Decompress Instruction


lidawei14@...
 

Hi all,

For common AI workloads such as DNNs, data communications between network layers introduce huge pressure on capacity and bandwidth of the memory hierarchy. 
For instance, dynamic large activation or feature map data needs to be buffered and communicated across multiple layers, which often appears to be sparse (e.g. ReLU).
People use bit vectors to "compress" the data buffered and "decompress" for the following layer computations.
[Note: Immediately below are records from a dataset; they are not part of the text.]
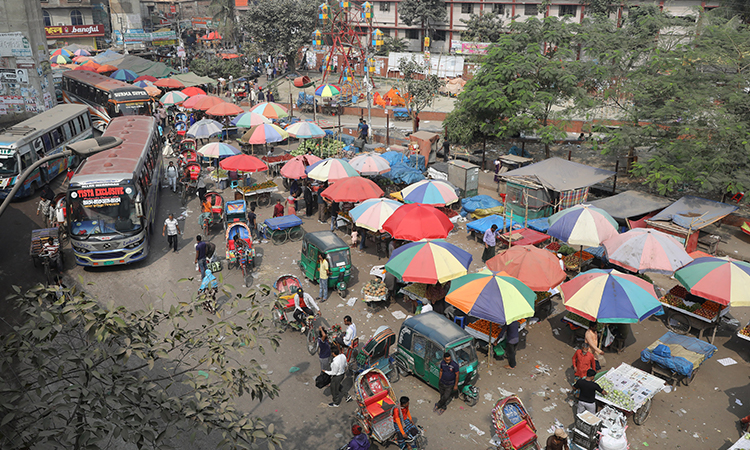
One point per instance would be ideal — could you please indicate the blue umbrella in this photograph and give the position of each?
(124, 75)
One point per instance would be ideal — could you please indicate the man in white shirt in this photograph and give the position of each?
(337, 372)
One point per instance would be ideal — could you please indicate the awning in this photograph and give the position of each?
(631, 204)
(694, 213)
(559, 174)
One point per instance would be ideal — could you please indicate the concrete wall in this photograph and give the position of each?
(23, 46)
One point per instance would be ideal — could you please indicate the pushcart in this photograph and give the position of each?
(638, 387)
(684, 357)
(283, 229)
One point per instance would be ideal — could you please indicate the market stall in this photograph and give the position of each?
(629, 390)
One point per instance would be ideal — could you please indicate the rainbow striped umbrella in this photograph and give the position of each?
(610, 296)
(270, 110)
(582, 225)
(328, 90)
(371, 214)
(726, 281)
(173, 98)
(429, 262)
(331, 169)
(493, 296)
(429, 192)
(264, 133)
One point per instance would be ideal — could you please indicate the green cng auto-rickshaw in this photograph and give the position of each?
(421, 343)
(336, 251)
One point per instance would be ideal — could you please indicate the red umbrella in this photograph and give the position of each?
(243, 163)
(536, 268)
(223, 109)
(169, 83)
(352, 189)
(418, 221)
(206, 103)
(193, 90)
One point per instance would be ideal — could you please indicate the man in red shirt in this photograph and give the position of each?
(278, 210)
(583, 360)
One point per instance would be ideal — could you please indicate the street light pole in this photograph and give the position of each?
(83, 149)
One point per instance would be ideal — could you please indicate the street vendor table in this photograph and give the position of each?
(526, 236)
(638, 387)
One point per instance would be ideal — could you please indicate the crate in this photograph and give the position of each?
(587, 442)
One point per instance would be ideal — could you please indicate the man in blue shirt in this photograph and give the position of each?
(448, 382)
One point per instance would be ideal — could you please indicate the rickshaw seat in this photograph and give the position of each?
(521, 434)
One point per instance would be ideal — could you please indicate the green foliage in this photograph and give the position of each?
(281, 26)
(487, 27)
(76, 374)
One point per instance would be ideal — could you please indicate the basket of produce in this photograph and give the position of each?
(374, 291)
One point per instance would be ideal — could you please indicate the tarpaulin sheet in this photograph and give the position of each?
(631, 204)
(560, 174)
(694, 212)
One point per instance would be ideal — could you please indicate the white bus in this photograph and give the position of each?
(44, 134)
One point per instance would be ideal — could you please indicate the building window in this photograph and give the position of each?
(76, 18)
(567, 10)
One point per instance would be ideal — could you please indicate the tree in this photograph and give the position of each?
(487, 27)
(522, 78)
(80, 375)
(418, 86)
(425, 13)
(281, 26)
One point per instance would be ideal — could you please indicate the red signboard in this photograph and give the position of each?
(74, 31)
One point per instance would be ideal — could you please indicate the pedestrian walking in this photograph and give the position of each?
(172, 229)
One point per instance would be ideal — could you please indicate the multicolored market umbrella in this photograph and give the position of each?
(429, 262)
(430, 192)
(204, 129)
(370, 164)
(271, 110)
(295, 167)
(249, 120)
(610, 296)
(172, 98)
(331, 169)
(416, 222)
(371, 214)
(582, 225)
(263, 134)
(243, 163)
(352, 189)
(328, 90)
(536, 268)
(305, 130)
(493, 296)
(218, 150)
(124, 75)
(646, 250)
(726, 281)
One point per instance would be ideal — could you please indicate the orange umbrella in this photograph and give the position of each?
(169, 83)
(106, 68)
(224, 109)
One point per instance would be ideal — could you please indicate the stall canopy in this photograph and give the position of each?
(694, 213)
(631, 204)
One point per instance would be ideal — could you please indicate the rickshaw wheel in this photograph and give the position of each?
(641, 415)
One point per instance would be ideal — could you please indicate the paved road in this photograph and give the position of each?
(301, 411)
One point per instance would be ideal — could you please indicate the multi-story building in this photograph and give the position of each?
(386, 16)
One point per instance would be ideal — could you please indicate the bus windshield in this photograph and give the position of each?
(8, 164)
(103, 211)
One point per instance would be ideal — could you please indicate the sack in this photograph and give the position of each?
(322, 380)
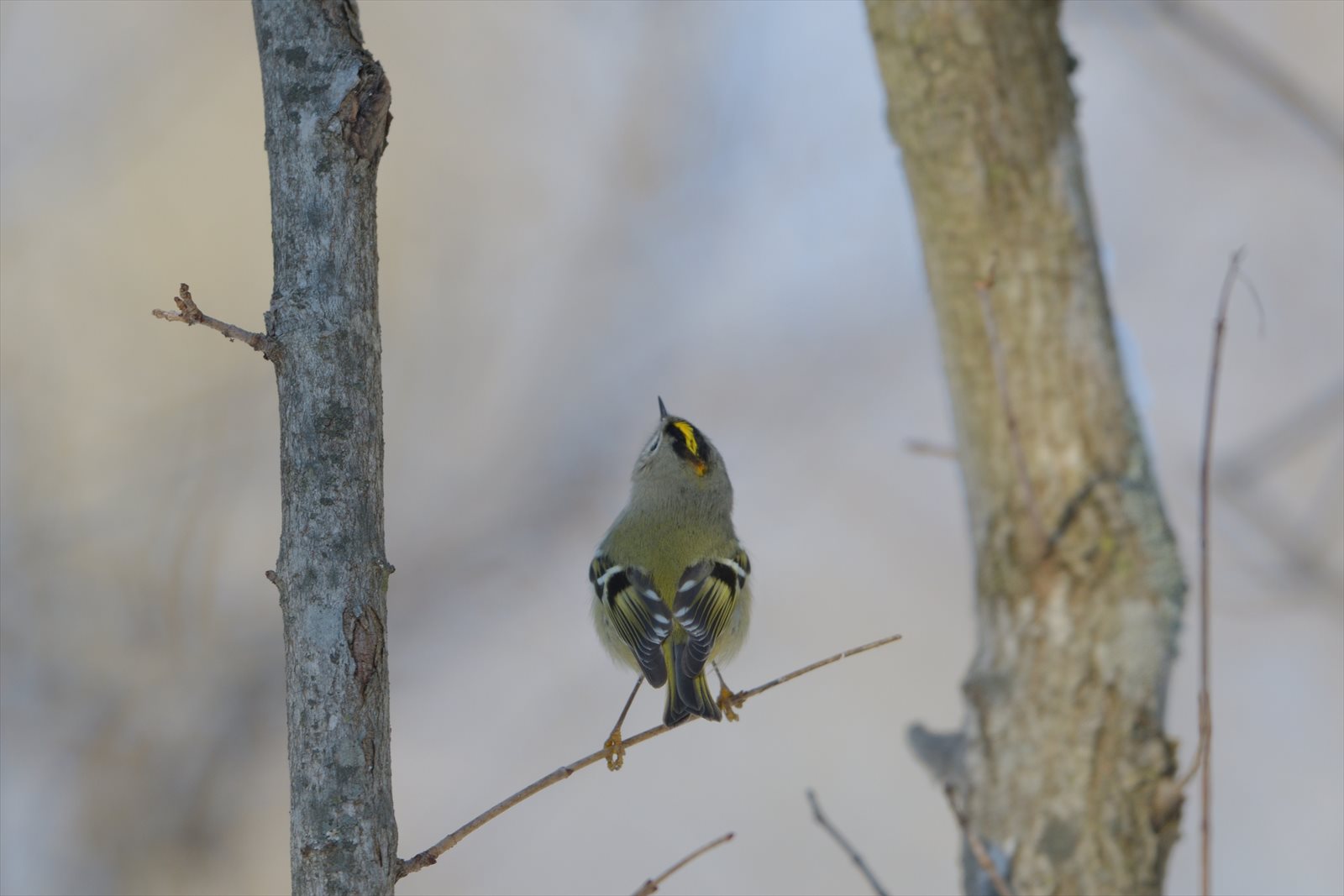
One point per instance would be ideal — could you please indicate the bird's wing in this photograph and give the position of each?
(706, 600)
(638, 614)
Here we can see from the spec that "vcompress" has already been included,  how about "vdecompress"?

Thanks,
Dawei


Krste Asanovic
 

If the decompress is the inverse of compress, then there will be a
packed vector holding the non-zero elements and a bit mask indicating
which elements should receive the elements after unpacking

7 6 5 4 3 2 1 0 # vid

e d c b a # packed vector of 5 elements
1 0 0 1 1 1 0 1 # mask vector of 8 elements

e 0 0 d c b 0 a # result of decompress

This can be synthesized by using iota and masked vrgather

1 0 0 1 1 1 0 1 # mask vector
4 4 4 3 2 1 1 0 # viota.m
0 0 0 0 0 0 0 0 # zero result register
e 0 0 d c b 0 a # vrgather using viota.m under mask

code is

# v0 holds mask
# v1 holds packed data
# v11 holds decompressed data
viota.m v10, v0 # Calc iota from mask in v0
vmv.v.i v11, 0 # Clear destination
vrgather.vv v11, v1, v10, v0.t # Expand into destination

So decompress is quite fast already.

The reason there is a compress instruction is that it cannot be
synthesized from other instructions in the same way. You could
provide a "compress bit mask into packed indices" instruction, then do
an vrgather, but that is not much simpler than just doing the
compress.

Krste

On Thu, 03 Sep 2020 00:12:51 -0700, "lidawei14 via lists.riscv.org" <lidawei14=huawei.com@...> said:
| Hi all,
| For common AI workloads such as DNNs, data communications between network layers introduce huge pressure
| on capacity and bandwidth of the memory hierarchy.
| For instance, dynamic large activation or feature map data needs to be buffered and communicated across
| multiple layers, which often appears to be sparse (e.g. ReLU).
| People use bit vectors to "compress" the data buffered and "decompress" for the following layer
| computations.

| Here we can see from the spec that "vcompress" has already been included, how about "vdecompress"?

| Thanks,
| Dawei
|


lidawei14@...
 

Thanks Krste, that makes sense but the logic is not that straight forward, people usually needs "decompress" when they are using "compress", maybe we can add some comment on this at the "vcompress" section?